Class NatureInspiredSearchCV

sklearn_nature_inspired_algorithms.model_selection.NatureInspiredSearchCV

This class is used for hyper-parameter optimization. Its usage is similar to scikit-learn’s GridSearchCV. The optimization algorithm performs several runs. In each run, it optimizes a population of a given size for a configured number of generations. Parameter combinations are cached, so additional optimization runs can be beneficial.

class NatureInspiredSearchCV(estimator, param_grid, algorithm='hba', population_size=50, max_n_gen=100, runs=3,
             max_stagnating_gen=20, random_state=None, scoring=None, refit=True, verbose=0,
             pre_dispatch='2*n_jobs', error_score=np.nan, return_train_score=True)

Parameters

estimator: sklearn estimator object. The estimator to optimize.
param_grid: dict. Same as for GridSearchCV.
algorithm: str or NiaPy algorithm object, default=’hba’. The algorithm used for optimization. See List of Supported Algorithms for possible values.
population_size: int, default=50. The number of trained estimators in the population. Smaller populations make the search faster, but the best result may not be found because the search can get stuck in a local optimum quickly. Larger populations slow down the search and can make it as slow as grid search when the population size is close to the number of parameter combinations.
max_n_gen: int, default=100. The maximum number of generations to optimize. This value determines when the search stops. If it is too low, the search may not start converging to the optimal solution. Very high values can significantly prolong the search. If you set max_stagnating_gen to a reasonable value, the maximum max_n_gen should rarely be reached.
runs: int, default=3. The number of independent optimization runs. Lower values speed up the search, while higher values slow it down. Optimization results for individuals (parameter combinations) are cached between runs, so each additional run should be faster than the previous one. As a result, training time does not grow linearly with the number of runs.
max_stagnating_gen: int, default=20. If the score remains unchanged for this number of generations, optimization stops for that run. Lower values stop the search faster, while higher values prolong it. Higher values can also help prevent the search from getting stuck in local optima. If the value is too high, the algorithm may stop because it reaches max_n_gen.
random_state: int, default=None. Seed for random number generation. Set this to a constant for reproducible results.
verbose: int, default=0. Logging level. Possible values are 0, 1, and 2.
n_jobs: int, default=None. Number of jobs to run in parallel. None means 1 unless used in a joblib parallel_backend context. -1 means using all processors. This affects the number of jobs used when evaluating a model for one _individual_ (one individual may require multiple model evaluations because of cross-validation), not the whole population. Current nature-inspired algorithm implementations do not support multiprocessing across the whole population. Multiprocessing is useful only when you use cross-validation.

Note

Parallelization is process-based. scikit-learn handles it via joblib and its default loky backend. In environments where spawning processes is not possible (e.g. when Python is embedded in another application, such as a .NET host via pythonnet), it may fail with errors like OSError: [Errno 22] Invalid argument. In such environments, either leave n_jobs=None or use joblib’s threading backend, which avoids spawning processes:

from joblib import parallel_backend

with parallel_backend('threading'):
    search.fit(X, y)

The following parameters are inherited from scikit-learn’s BaseSearchCV and behave the same way as they do in GridSearchCV: scoring, refit, verbose, pre_dispatch, error_score, and return_train_score. Refer to the GridSearchCV documentation for details.
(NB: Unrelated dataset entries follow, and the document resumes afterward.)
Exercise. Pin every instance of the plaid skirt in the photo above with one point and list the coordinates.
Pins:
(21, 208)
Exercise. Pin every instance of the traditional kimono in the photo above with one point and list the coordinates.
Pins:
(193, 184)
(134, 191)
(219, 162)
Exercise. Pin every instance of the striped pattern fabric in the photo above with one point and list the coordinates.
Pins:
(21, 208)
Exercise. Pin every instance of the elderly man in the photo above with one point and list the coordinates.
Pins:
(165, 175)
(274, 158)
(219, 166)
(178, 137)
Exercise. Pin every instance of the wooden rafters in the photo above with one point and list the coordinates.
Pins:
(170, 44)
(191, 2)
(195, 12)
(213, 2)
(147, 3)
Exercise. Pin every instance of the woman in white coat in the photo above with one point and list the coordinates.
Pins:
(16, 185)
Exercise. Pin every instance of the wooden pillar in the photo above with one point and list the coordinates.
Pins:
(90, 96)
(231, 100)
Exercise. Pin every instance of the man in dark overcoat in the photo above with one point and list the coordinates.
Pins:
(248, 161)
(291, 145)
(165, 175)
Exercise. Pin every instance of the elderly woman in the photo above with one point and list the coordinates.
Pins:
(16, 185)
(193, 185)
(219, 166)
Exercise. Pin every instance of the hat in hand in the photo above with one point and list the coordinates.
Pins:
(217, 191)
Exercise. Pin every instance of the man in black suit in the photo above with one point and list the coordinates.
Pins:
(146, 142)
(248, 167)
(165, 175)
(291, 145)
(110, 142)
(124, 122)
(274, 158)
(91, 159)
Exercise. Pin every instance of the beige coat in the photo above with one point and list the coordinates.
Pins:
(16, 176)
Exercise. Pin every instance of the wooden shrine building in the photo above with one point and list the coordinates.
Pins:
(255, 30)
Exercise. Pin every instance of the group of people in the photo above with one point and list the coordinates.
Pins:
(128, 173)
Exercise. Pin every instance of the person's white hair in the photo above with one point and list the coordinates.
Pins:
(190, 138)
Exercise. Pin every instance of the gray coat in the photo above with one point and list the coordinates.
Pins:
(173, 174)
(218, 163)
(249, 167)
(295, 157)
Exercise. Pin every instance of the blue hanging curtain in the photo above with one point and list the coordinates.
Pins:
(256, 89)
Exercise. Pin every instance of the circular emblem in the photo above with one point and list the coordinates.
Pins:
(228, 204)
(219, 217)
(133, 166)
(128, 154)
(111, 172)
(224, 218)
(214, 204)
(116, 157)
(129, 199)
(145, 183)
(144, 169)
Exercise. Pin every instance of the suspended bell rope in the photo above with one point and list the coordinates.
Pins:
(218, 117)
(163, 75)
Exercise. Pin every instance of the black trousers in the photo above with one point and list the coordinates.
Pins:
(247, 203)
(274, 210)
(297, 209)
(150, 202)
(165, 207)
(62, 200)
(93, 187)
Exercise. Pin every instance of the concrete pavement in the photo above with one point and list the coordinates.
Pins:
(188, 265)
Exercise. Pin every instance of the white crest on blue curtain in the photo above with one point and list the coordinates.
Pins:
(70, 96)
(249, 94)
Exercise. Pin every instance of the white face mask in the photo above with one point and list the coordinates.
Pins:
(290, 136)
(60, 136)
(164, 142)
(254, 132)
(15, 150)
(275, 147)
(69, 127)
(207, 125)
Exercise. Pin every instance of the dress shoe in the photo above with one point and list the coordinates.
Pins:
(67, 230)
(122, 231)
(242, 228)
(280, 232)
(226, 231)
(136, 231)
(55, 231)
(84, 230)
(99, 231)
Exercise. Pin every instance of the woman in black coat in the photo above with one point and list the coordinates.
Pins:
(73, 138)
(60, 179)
When using multi-metric scoring (e.g. scoring={'AUC': 'roc_auc', 'F1': 'f1_macro'}), the refit parameter must be set to the name of the metric to optimize (e.g. refit='F1'). Unlike exhaustive search in GridSearchCV, the nature-inspired algorithm needs a single objective to optimize, so refit=False is not supported with multi-metric scoring.

Glossary

An individual is a parameter combination trained during the optimization run. Results for each individual are cached between runs.

A population is a group of individuals in one generation, or step, of the optimization.

Attributes

optimization_logs_: dict. Logs from optimization runs containing the scores (fitness) of every individual in the population for each generation.